By Keysha Drexel
As millions of Christians around the world prepare to observe Easter next weekend, a Homewood author is hoping those gathered to celebrate a Risen Christ on March 31 know that the events we’ve learned about in Sunday school really happened.
And the reason we know those events actually happened, says Richard E. Simmons III in his new book, “Reliable Truth: The Validity of the Bible in an Age of Skepticism,” is because the Bible is more than a powerful piece of ancient literature–it is a factual account of actual events.
“I truly believe there is very compelling evidence to demonstrate that the Bible is historically accurate,” he said.
To come to that conclusion, Simmons spent 30 years gathering evidence after questioning whether the Bible had been altered over time and how we know it is a divine book.
“I never had a real crisis of faith, but in college and after college, I was troubled by the fact that I was told to believe in the Bible but I was never really told why,” he said.
To answer that question, Simmons read everything he could find on the validity of the Bible. His new book reflects the wide scope of sources that his research encompassed. The book includes the thoughts of everyone from archaeologists and scientists to writers and rock stars.
For example, in chapter seven, an excerpt from an interview with Bono, the singer from the rock band U2, on why he is a Christian can be found on the same page as C.S. Lewis’ thoughts on accepting Jesus as the Son of God.
“Faith has got to have a strong foundation, otherwise it is blind faith,” he said. “And over and over again, my research kept showing me that the Bible is a divine book and it is accurate.”
Simmons said one of his favorite parts of his new book is the chapter that deals with the relationship between science and the Bible.
“There’s a myth that science and religion are at war, but in reality, the trend we’re seeing now is that science is actually pointing toward the existence of God, especially in the field of cosmology,” he said. “So many people, unless their lives intersect directly through their work with science, they don’t know what’s going on with science and how it, too, is validating that the Bible is accurate.”
And if we accept that the Bible is historically accurate, Simmons said, we must therefore accept that Jesus is who he said he is and that he died on the cross and rose on the third day.
“The Christian faith depends on the Resurrection. Without it we have nothing,” Simmons wrote in the book. “Christianity stands or falls with Christ’s Resurrection. Disprove it and you’ve disposed of Christianity.”
In the book, Simmons gives account after account of people who have set out to disprove the Resurrection only to find it to be undeniable.
We know more about Jesus’ burial, Simmons said, than that of any other person in all of ancient history. Simmons said we know who took him down from the cross and took him to his tomb. We know where the tomb was, who owned it and that it was empty on Easter morning.

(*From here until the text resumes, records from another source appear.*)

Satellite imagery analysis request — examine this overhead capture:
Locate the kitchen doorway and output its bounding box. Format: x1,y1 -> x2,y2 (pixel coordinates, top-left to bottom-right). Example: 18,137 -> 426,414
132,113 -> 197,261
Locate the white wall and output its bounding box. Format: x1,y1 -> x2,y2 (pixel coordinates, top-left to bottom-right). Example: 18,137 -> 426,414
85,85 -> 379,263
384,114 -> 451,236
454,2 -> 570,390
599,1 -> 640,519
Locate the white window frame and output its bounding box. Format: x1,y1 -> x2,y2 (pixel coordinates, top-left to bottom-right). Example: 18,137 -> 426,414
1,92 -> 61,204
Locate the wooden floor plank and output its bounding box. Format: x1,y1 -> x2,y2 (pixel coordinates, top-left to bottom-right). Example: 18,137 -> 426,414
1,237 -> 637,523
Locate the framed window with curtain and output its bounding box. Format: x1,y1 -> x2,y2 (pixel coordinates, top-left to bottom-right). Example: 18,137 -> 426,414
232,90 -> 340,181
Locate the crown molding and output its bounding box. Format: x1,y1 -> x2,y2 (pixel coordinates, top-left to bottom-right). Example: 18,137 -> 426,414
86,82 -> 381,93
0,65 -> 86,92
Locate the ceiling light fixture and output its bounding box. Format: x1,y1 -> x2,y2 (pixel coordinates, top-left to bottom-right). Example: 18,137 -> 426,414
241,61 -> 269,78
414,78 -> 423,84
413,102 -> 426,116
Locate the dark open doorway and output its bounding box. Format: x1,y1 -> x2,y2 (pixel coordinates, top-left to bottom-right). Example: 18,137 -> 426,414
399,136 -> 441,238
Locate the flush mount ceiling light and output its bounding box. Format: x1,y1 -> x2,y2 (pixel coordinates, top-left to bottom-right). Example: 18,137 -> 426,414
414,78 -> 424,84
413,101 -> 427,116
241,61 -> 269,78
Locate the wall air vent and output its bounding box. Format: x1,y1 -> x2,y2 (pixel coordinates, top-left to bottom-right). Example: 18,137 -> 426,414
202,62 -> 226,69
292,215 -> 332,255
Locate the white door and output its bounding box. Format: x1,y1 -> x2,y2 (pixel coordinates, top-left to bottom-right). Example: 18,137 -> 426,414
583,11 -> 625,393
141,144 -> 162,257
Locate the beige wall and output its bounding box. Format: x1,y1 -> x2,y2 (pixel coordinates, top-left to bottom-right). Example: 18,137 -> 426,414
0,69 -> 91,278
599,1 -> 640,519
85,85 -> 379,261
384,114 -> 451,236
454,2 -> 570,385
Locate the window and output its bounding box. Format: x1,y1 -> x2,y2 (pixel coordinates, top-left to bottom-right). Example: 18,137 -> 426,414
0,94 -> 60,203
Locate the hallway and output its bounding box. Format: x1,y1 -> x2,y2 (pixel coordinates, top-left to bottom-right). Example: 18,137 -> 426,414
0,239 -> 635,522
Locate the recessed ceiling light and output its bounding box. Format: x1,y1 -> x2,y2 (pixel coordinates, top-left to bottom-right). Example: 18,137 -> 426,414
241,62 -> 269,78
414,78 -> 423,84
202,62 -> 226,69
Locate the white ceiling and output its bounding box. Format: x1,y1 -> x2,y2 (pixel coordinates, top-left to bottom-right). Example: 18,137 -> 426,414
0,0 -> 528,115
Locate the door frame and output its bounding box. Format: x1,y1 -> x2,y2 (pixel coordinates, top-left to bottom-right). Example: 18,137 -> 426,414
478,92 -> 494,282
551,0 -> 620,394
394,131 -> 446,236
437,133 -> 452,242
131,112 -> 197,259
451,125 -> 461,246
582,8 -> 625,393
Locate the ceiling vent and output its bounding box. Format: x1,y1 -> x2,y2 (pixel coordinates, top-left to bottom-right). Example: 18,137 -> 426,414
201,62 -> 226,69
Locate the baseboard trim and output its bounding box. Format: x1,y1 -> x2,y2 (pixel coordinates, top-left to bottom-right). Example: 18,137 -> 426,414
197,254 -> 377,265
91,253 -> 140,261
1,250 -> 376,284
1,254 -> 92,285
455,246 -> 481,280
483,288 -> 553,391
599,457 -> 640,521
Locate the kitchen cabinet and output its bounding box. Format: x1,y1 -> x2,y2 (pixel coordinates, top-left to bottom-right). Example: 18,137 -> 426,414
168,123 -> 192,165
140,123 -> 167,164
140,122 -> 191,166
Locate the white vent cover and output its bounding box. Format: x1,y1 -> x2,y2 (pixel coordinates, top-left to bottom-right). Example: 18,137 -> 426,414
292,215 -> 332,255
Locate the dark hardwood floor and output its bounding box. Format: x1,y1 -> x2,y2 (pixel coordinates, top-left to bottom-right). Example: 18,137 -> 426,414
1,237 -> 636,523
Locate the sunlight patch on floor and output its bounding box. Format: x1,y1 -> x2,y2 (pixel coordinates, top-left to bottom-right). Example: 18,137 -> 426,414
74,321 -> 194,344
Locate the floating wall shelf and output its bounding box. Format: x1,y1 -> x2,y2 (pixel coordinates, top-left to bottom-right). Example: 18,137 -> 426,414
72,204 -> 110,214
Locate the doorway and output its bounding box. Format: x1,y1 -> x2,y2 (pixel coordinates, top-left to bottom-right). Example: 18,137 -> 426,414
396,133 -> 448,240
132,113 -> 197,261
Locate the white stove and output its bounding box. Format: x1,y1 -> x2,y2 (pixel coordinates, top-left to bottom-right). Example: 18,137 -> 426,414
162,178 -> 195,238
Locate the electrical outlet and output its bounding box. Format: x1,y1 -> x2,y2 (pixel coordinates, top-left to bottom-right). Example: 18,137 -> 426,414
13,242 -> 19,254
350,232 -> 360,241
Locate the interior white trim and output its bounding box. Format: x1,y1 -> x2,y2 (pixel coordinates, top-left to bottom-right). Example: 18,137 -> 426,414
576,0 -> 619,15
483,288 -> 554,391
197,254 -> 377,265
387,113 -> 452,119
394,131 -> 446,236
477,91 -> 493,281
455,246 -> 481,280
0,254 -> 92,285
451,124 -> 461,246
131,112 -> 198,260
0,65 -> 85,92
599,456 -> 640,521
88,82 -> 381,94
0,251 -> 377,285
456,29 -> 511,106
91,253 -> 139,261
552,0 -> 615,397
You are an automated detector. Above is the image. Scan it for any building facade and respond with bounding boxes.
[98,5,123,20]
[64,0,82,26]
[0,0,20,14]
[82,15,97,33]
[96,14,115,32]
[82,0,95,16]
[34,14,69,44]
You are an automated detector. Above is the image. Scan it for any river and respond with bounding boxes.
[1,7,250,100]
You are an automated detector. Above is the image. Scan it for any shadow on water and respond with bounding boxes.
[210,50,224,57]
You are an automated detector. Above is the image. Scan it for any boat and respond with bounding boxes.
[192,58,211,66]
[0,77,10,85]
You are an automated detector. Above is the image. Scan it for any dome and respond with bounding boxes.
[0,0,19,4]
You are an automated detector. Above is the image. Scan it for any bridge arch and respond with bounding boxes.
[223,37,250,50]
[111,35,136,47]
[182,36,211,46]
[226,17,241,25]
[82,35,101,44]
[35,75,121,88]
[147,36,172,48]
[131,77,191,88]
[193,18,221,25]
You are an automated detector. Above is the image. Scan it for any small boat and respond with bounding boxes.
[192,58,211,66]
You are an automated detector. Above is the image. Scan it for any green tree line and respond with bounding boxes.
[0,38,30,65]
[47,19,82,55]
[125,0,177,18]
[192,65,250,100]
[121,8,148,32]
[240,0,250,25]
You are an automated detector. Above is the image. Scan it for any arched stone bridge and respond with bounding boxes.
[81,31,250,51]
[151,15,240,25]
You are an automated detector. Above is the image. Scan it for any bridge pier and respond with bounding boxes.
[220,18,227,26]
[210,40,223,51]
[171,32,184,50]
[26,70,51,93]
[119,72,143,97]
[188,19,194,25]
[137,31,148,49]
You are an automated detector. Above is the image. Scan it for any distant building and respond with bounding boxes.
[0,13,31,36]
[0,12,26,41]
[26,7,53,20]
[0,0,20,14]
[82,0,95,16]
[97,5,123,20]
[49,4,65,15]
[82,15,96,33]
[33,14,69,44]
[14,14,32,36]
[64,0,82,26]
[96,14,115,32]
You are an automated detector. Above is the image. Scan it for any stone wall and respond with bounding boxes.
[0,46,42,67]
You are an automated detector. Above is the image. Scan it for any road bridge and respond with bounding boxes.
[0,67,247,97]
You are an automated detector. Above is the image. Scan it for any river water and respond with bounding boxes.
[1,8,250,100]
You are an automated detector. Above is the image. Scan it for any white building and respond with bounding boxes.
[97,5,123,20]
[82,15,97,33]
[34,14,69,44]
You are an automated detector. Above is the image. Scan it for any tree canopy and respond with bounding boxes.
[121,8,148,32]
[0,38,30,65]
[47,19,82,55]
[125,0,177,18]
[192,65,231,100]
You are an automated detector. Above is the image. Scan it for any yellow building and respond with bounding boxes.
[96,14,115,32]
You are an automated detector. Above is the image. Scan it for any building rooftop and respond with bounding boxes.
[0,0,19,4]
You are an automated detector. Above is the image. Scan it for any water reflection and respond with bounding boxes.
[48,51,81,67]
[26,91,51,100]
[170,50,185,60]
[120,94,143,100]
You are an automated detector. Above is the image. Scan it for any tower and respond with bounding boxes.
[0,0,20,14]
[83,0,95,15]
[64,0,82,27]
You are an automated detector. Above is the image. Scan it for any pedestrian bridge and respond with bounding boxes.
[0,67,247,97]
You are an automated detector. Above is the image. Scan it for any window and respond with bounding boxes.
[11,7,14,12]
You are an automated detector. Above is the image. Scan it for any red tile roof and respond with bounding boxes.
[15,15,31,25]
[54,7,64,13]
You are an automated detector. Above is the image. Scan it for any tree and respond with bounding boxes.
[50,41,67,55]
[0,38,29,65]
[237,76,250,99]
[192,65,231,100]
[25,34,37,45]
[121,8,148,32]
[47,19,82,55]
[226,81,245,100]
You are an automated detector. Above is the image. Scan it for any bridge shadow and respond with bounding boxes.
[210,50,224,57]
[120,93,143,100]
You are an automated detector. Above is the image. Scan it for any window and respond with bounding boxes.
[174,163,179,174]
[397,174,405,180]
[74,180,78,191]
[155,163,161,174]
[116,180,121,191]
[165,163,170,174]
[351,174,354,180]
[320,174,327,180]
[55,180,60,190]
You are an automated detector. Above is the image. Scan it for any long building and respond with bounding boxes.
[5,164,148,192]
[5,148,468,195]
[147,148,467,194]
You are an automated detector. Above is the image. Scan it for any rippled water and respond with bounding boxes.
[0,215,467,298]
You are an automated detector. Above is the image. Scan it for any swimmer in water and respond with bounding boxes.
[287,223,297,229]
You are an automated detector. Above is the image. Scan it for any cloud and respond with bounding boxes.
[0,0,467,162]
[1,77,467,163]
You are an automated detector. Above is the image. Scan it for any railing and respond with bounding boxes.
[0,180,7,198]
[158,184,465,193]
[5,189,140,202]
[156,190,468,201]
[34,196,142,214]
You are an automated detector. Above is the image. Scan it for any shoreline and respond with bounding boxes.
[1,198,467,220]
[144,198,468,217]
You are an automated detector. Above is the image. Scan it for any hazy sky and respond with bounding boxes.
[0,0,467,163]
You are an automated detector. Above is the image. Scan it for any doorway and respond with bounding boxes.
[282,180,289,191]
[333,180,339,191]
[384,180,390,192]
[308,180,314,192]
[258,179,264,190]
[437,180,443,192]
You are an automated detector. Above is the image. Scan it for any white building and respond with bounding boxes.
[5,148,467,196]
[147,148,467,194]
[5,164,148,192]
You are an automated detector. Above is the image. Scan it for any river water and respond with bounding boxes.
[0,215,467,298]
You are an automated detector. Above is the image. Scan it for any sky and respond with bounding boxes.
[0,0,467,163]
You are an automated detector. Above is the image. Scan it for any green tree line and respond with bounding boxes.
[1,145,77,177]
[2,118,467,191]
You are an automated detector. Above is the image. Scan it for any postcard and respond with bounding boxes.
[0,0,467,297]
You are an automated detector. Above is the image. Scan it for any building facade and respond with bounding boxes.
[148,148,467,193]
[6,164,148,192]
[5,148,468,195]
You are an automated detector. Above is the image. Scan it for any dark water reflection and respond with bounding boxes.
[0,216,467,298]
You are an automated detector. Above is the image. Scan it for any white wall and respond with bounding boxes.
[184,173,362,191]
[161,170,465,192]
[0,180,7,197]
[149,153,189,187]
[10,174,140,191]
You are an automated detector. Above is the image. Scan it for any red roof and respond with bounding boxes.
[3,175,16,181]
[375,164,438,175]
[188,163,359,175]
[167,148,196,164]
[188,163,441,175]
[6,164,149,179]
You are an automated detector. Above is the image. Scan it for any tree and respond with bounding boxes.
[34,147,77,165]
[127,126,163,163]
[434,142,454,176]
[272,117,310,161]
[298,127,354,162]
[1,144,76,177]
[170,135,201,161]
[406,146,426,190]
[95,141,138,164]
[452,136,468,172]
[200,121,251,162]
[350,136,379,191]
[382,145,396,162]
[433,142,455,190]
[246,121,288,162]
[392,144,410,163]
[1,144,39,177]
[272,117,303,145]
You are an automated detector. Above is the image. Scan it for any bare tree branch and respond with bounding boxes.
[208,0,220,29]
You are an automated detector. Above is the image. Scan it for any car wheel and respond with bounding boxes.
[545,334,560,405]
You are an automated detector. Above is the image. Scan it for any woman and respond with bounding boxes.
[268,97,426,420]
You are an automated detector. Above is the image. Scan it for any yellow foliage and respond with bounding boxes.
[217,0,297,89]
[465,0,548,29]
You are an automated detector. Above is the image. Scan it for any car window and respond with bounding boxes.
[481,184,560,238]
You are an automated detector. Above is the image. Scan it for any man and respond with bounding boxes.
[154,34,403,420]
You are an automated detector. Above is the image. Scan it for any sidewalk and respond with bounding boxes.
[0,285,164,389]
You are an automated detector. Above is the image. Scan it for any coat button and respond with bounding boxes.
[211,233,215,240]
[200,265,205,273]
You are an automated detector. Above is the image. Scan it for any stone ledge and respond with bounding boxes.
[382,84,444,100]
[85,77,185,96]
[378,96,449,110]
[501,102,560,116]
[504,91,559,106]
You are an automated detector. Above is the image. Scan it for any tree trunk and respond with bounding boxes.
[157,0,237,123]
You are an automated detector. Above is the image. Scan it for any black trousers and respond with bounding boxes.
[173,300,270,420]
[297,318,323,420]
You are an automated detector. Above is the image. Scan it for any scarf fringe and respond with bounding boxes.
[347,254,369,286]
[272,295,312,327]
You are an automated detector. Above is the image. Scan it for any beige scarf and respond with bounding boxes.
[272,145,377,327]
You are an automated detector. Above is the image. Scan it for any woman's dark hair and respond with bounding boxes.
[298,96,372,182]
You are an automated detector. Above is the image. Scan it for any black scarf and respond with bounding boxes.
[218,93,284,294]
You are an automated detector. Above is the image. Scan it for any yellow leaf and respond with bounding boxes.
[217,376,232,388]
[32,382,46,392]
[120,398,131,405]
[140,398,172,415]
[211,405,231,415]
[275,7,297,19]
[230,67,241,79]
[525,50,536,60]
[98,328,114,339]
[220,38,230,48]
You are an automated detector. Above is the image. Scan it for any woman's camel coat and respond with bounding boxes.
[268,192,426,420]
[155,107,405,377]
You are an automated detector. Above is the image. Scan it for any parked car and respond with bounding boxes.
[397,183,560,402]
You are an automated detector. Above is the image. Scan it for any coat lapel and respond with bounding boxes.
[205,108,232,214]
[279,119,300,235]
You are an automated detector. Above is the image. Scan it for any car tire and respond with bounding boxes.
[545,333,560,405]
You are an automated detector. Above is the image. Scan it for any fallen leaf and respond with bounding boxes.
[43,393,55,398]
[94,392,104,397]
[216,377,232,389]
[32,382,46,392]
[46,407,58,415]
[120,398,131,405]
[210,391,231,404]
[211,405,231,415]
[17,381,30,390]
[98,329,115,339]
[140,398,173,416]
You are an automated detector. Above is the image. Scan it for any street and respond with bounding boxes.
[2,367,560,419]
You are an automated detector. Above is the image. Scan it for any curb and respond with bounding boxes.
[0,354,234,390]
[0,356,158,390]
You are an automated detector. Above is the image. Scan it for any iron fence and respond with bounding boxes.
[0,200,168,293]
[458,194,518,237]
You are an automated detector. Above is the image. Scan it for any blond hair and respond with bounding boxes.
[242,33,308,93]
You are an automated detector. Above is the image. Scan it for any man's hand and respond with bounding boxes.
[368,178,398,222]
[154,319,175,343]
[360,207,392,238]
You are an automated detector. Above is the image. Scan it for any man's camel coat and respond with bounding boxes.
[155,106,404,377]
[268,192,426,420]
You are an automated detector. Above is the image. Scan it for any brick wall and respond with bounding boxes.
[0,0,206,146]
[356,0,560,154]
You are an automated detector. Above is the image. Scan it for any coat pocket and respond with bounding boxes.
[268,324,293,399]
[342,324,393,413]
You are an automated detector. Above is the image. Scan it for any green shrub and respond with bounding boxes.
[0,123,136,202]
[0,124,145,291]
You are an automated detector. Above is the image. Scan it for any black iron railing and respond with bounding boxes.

“It’s a silent, immutable rock of evidence as we go through our analysis. From Easter Sunday on, there was this empty tomb,” Simmons writes.
And that empty tomb, Simmons said, symbolizes what the Resurrection means for Christians.
“Mankind’s greatest fear is death, and the Resurrection offers us hope against death,” he said. “We cannot live without hope, and that is the whole message of Easter, of the Resurrection.”
The power of hope is something Simmons said he has seen firsthand through his work as the founder and executive director of the Center for Executive Leadership, a Homewood-based nonprofit ministry that focuses on evangelism and discipleship of men. Simmons works with businessmen to help them develop their faith through formal Bible studies, teaching and counseling. He also oversees a group of professional and personal counselors at the center.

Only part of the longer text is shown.